LAS VEGAS – A quinta luta pelo título do BMF na história do UFC não foi tão divertida quanto as quatro primeiras, mas mesmo assim foi uma exibição impressionante na lendária carreira de Charles “Do Bronx” Oliveira.
Oliveira (37-11) dominou Max Holloway (27-9) no chão no sábado, a caminho da decisão do shutout no UFC 326, dentro da T-Mobile Arena, com todos os três juízes marcando 50-45. O ex-campeão dos leves derrubou Holloway em cinco rounds e ameaçou finalizá-lo inúmeras vezes, totalizando 20:49 do tempo regulamentar.
Imediatamente após a luta, Oliveira compartilhou seu respeito por Holloway, ex-campeão dos penas e único campeão do BMF a defender o título.
“Eu te respeito muito. Te admiro muito”, disse Oliveira a Holloway em sua entrevista pós-luta no octógono. “Somos diferentes das outras pessoas. Vendemos lutas de forma diferente. Meu maior orgulho é representar minha família como você. Tem sido incrível.

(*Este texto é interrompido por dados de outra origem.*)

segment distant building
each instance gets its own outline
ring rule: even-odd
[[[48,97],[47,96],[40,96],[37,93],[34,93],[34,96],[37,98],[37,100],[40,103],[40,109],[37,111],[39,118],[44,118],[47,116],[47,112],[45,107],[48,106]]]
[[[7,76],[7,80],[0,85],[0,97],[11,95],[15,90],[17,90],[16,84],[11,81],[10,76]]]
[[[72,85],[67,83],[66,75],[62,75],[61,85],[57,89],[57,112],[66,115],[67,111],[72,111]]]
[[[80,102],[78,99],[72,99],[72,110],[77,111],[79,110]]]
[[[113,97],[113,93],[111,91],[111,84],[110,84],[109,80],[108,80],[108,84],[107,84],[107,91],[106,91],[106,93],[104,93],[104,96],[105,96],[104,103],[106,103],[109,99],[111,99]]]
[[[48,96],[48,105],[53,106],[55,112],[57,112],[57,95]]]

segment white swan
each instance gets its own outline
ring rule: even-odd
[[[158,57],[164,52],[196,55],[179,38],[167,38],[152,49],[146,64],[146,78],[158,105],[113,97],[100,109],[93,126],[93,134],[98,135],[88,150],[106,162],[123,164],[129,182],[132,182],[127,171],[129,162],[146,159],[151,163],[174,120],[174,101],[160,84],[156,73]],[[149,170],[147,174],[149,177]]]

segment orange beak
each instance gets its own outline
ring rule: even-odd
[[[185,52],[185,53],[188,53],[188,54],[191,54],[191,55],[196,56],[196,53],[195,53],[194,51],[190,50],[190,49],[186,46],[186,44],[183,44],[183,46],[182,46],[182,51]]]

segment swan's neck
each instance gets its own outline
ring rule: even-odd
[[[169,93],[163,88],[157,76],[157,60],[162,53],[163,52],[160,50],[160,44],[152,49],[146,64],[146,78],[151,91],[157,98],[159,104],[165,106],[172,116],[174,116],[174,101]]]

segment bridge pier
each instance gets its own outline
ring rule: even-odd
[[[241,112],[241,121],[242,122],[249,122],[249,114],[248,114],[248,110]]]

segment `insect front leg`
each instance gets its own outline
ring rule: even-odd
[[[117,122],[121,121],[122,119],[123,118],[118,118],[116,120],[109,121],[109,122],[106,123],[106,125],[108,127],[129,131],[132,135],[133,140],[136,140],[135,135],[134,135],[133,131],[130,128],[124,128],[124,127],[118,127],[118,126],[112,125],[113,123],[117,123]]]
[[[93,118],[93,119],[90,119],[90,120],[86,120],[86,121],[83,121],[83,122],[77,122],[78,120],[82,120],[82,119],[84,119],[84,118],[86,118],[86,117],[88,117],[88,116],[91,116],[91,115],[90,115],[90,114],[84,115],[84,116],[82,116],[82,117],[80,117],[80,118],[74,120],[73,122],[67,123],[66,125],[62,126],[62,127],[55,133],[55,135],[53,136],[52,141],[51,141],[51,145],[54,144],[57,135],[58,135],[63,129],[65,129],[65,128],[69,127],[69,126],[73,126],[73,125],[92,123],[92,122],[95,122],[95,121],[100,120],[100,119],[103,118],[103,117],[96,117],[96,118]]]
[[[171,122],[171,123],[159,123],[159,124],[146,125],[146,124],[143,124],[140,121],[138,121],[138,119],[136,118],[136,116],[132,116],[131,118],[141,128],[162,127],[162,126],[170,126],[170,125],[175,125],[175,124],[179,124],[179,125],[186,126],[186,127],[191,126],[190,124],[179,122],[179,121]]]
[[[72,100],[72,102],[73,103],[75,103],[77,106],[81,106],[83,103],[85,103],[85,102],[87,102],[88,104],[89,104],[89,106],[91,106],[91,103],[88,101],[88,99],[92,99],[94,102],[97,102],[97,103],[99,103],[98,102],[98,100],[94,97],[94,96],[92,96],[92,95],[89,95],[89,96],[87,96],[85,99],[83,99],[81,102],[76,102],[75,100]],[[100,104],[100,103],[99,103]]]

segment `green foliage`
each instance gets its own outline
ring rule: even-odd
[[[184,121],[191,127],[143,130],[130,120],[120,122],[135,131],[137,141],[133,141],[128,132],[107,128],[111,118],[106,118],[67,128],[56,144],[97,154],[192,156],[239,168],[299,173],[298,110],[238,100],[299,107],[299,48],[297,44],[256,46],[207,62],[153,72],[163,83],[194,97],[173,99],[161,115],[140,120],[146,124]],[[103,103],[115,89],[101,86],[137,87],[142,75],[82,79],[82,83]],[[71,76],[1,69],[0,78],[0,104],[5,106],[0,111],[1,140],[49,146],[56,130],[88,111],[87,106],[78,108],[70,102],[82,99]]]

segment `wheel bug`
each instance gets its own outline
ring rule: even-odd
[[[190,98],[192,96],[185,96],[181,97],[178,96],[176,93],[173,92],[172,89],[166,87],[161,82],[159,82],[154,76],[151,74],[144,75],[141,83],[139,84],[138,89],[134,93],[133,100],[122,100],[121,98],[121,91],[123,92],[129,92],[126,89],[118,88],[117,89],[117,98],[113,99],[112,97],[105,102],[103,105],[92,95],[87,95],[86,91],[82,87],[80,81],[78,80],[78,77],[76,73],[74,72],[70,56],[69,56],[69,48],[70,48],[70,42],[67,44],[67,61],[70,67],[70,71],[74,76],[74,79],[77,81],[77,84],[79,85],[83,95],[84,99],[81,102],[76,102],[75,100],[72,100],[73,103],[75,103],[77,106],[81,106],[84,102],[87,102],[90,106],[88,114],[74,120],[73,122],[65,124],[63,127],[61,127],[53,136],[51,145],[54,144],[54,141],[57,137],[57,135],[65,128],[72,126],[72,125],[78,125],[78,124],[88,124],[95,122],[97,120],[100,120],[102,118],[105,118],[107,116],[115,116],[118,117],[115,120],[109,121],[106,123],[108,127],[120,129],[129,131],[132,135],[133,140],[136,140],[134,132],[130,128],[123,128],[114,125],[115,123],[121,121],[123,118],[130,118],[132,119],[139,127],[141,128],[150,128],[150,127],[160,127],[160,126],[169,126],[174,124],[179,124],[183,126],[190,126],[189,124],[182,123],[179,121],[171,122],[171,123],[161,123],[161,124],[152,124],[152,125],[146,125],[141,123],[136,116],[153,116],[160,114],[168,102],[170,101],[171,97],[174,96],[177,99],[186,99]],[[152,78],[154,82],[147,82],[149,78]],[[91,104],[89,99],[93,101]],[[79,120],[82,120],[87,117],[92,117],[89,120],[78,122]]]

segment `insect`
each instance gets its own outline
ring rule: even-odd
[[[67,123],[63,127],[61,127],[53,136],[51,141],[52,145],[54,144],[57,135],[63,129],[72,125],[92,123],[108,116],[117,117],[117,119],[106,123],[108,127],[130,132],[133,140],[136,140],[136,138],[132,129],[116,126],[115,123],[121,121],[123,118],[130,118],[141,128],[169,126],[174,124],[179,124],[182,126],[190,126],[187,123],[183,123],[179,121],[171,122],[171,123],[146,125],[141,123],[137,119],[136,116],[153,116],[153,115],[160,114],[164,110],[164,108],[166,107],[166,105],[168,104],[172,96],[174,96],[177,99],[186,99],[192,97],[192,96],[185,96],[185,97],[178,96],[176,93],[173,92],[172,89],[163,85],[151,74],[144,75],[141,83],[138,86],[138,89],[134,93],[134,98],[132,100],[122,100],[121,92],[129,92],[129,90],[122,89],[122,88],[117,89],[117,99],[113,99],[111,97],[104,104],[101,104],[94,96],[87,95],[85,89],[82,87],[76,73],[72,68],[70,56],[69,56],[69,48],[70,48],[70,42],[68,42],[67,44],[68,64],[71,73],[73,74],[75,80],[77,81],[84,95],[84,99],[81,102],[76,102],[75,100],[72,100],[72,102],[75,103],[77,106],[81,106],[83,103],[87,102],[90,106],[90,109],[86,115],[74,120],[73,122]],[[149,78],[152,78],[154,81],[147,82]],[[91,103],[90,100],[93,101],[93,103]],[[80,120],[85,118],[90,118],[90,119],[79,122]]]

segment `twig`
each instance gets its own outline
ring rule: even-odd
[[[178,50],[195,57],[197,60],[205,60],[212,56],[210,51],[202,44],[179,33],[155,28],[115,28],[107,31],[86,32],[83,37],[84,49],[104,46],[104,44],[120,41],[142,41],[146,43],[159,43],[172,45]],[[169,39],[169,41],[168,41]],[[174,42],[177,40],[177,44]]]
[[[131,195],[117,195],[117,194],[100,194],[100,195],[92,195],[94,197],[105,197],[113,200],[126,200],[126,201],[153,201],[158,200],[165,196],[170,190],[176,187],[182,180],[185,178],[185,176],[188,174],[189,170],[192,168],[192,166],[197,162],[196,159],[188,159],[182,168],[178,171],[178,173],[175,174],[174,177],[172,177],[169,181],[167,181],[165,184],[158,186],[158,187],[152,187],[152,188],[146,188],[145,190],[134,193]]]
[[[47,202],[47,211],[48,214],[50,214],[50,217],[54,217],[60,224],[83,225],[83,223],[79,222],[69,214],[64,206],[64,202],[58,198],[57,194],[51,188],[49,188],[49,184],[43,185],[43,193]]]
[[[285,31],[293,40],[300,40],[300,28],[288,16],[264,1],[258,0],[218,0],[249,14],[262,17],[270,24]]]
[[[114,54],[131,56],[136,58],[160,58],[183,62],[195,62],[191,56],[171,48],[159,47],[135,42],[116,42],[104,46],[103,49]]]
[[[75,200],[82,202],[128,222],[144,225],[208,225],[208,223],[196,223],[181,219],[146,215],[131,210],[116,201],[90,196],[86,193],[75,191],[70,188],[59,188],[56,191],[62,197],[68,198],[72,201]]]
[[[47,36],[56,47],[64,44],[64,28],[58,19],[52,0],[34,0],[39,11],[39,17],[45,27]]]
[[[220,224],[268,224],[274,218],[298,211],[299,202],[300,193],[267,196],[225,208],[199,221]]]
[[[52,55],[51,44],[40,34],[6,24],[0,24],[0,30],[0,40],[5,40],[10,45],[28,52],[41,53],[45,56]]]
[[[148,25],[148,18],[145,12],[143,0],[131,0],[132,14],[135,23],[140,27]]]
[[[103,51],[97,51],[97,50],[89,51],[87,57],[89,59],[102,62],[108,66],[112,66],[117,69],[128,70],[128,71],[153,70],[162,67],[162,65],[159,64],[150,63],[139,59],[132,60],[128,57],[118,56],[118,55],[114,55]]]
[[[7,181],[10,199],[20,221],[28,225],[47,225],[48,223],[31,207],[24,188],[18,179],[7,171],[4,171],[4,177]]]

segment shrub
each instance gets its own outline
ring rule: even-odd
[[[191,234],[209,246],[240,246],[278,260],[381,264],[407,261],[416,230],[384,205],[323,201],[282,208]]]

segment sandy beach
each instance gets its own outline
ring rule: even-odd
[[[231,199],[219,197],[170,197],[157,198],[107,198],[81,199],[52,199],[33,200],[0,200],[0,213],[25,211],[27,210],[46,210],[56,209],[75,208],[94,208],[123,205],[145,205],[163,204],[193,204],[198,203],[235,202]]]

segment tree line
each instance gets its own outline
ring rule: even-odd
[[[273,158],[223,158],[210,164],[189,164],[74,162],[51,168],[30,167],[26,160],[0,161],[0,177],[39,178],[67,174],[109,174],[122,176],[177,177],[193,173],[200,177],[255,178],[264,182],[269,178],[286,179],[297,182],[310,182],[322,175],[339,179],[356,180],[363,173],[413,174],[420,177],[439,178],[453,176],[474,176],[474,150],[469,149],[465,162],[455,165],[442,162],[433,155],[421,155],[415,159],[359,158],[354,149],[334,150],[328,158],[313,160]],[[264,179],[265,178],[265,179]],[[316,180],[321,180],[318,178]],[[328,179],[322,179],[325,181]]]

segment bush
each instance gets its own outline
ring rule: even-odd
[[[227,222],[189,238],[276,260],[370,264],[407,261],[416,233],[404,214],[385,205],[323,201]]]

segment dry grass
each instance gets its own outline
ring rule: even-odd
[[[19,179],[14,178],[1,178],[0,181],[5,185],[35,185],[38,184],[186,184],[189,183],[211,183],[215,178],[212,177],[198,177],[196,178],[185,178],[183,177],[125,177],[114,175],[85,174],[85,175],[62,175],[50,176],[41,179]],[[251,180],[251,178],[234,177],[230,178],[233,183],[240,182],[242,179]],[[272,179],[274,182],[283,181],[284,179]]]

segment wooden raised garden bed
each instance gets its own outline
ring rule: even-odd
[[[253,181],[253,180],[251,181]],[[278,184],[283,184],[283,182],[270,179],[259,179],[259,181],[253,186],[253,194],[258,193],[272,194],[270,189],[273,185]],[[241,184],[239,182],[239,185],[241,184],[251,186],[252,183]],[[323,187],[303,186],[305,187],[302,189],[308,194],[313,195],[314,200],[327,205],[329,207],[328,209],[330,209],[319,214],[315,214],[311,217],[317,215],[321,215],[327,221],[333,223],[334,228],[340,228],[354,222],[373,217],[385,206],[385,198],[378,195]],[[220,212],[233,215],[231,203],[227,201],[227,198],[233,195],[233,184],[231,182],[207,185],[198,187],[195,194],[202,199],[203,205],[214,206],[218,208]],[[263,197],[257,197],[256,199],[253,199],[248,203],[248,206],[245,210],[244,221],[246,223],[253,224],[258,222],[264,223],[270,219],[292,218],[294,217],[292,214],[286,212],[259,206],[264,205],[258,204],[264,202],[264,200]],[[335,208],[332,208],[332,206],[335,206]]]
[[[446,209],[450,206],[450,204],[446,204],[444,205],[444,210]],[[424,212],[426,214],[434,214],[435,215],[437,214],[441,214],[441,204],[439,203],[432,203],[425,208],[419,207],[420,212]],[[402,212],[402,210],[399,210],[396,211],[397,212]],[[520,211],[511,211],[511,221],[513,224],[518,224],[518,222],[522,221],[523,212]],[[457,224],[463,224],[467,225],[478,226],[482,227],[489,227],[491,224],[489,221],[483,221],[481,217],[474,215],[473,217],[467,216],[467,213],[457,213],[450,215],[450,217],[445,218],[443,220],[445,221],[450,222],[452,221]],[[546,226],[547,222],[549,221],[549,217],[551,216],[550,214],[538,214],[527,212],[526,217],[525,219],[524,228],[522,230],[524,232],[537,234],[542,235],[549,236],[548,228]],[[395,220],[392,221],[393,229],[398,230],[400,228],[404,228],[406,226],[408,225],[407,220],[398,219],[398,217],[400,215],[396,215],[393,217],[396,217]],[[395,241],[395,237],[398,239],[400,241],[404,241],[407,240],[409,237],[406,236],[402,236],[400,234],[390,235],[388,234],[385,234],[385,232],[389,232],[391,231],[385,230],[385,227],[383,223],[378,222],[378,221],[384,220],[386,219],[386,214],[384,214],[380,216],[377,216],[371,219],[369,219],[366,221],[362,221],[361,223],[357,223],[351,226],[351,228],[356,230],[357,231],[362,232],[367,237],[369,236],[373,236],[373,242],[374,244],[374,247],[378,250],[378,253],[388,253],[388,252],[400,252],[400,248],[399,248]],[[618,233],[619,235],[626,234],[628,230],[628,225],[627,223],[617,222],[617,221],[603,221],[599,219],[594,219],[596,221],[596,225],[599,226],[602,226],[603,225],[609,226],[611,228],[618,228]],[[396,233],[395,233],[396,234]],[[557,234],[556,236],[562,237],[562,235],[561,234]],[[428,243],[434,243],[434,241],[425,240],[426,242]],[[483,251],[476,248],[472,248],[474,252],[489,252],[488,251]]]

Esses caras chegam aqui e falam muita merda. Viemos aqui, fazemos muitas coisas boas para nossas famílias. Lutamos e fazemos grandes coisas para nossos filhos.
“Se há dois BMFs nesta divisão, esses BMFs são Charles Oliveira e Max Holloway.”
Antes de sábado, três das primeiras quatro lutas pelo título do BMF haviam terminado. A mais recente, uma decisão de cinco rounds para Holloway sobre Dustin Poirier em julho passado, contou com vários knockdowns e oscilações de impulso.
O UFC 326 não teve esse drama. Oliveira deu a conhecer o seu plano de jogo cedo, ao derrubar Holloway e imediatamente colocá-lo de costas com uma viagem para fora. Detentor do recorde de finalizações da carreira do UFC, Oliveira pareceu estar perto de finalizar Holloway com uma série de mata-leões e tentativas de manivela. Holloway mostrou coragem e equilíbrio em todos os cenários, mas não teve respostas quando se tratou de tirar Oliveira do seu pé.
Holloway sorriu e encolheu os ombros após o round inicial, mas seu comportamento mudou quando ele não conseguiu virar a maré após o round. Oliveira acertou uma joelhada direita limpa no início do terceiro e uma cotovelada bastante forte na montada no quarto. O peso leve havaiano conseguiu derrubar no quinto round, mas acabou perdendo posição e acabou caído de costas mais uma vez.
Holloway conseguiu se levantar no último segundo e sinalizou para Olivera encontrá-lo no meio com sua infame ponta do dedo na tela. Oliveira obedeceu, mas apenas nos cinco segundos finais e ainda acertou Holloway com a mão direita na troca final.
“Foi um golpe e um movimento, mas eles criaram um bom plano de jogo”, disse Holloway. “Tenho que aplaudir o Oliveira. Muito lutador, pessoal, BMF de verdade e não aceitaria de outra maneira.
“Vou voltar, dar uma surra em alguém e estar na disputa pelo título novamente. Ainda não terminei. Mas vou ver o Sr. Oliveira novamente. Isso é certo.”
Oliveira melhorou para 2 a 0 desde a derrota por nocaute no primeiro round para Ilya Topuria na luta pelo título vago em junho passado. O ex-campeão peso dois Conor McGregor expressou recentemente seu desejo de lutar pelo título do BMF, mas com 170 libras.
Holloway sofreu sua primeira derrota desde sua derrota por nocaute para Topuria pelo título dos penas em outubro de 2024.
Na co-luta principal, o peso médio Caio Borralho (22-3) se recuperou da primeira derrota no UFC em setembro para derrotar Rainier de Ryder (17-3) por decisão unânime. Todos os três juízes marcaram a luta de três rounds por 30-27 para Boralho.
Membro da equipe Fighting Nerds de São Paulo, Brasil, Boralho parecia solto e confiante desde o sino de abertura, misturando jabs, mãos de esquerda e chutes de perna. D Ryder demorou um pouco para reagir no primeiro round e acabou procurando lutar no segundo. Boralho defendeu a queda, acertou golpes mais limpos e marcou uma queda importante no terceiro round, após D Ryder dar uma joelhada para selar o resultado.
Boralho, que perdeu para Nasurdin Imavov em Paris no ano passado, está convocado para a próxima luta contra o ex-campeão Drikas du Plessis, que não luta desde que perdeu o cinturão para Khamjat Chimayev, em agosto passado.